Jet fuel al rojo vivo: la guerra iraní desata un caos en el mercado energético

La escalada del conflicto entre Irán y Estados Unidos ha desencadenado una crisis sin precedentes en el mercado petrolero y de materias primas esenciales, poniendo en jaque la estabilidad de la cadena de suministro global. El temor a la escasez, exacerbado por la incertidumbre geopolítica, está reescribiendo las reglas del juego energético.

Un estrecho en peligro, precios al ascenso

Un estrecho en peligro, precios al ascenso

El principal foco de atención se centra en el queroseno, o Jet Fuel, combustible indispensable para la aviación comercial. La Asociación Internacional de la Energía (AIE) ha alertado sobre un posible corte del suministro en Europa para finales de mayo, un escenario que, de confirmarse, podría paralizar el sector aéreo. La propia AIE ha detectado discrepancias significativas en los mercados, con contratos de entrega física a 150 dólares, reflejando un riesgo real de interrupción de los envíos.

Esta situación, exacerbada por las recientes acciones de la Armada estadounidense, incluyendo el ataque a un buque carguero iraní, ha generado un aumento vertiginoso en los precios del Jet Fuel.
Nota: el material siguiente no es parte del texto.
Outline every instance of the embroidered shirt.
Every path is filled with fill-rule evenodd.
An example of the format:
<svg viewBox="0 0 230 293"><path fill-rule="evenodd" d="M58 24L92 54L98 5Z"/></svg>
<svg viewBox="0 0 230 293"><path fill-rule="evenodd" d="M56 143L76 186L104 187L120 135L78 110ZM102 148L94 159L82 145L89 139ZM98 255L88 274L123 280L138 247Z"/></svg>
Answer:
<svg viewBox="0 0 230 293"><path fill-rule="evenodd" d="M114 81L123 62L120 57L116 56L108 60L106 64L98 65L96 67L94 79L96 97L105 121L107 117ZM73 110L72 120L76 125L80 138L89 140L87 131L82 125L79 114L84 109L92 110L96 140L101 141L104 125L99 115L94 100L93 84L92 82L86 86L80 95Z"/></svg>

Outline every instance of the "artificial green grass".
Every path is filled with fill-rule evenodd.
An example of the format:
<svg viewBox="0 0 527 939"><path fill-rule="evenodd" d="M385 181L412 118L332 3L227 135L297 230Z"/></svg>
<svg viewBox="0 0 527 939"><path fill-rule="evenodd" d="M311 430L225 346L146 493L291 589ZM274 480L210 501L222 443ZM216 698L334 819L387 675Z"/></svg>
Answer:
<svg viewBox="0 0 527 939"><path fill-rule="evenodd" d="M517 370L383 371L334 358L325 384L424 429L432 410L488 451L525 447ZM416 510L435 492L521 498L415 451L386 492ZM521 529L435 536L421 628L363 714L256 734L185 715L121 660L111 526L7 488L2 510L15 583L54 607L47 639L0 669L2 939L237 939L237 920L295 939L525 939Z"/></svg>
Los contratos cotizan ahora cerca de 210 dólares en Asia, 200 en Oriente Medio y 190 en Europa, superando con creces los niveles registrados en 2022 tras la invasión rusa de Ucrania.

Pero la historia no termina ahí. La restricción del suministro desde el Golfo Pérsico, consecuencia directa de la crisis, ha provocado la reducción de la producción en las grandes refinerías de China e India, lo que a su vez impulsa los precios del diésel a nivel mundial. La diferencia con 2022 es abismal: entonces, el Jet Fuel apenas alcanzó los 180 dólares.

La ruta iraní, que había logrado sortear las sanciones gracias a pagos en criptomonedas a la Guardia Revolucionaria Islámica, se ha visto comprometida por la declaración de bloqueo naval de EEUU. Si bien las exportaciones de crudo de Irán han seguido a la baja, la situación se complica con la imposición de peajes que podrían ascender hasta un dólar por barril, según Bloomberg y Reuters. La situación es tan tensa que las refinerías chinas e indias se ven forzadas a reducir su producción.

Y el precio final, para los pasajeros, es aún más alarmante: un 140% más caro que el año pasado en esta misma época. Mientras que Norteamérica goza de una relativa estabilidad, con un precio de 166 dólares por barril, la Unión Europea se enfrenta a una tormenta perfecta.

La AIE, en su reciente informe, no se andaba con rodeos: el mercado no está reflejando la realidad, existe una desconexión entre las expectativas y la oferta disponible. La guerra, en definitiva, ha transformado el petróleo en un arma geopolítica, y el Jet Fuel, en el objetivo más vulnerable.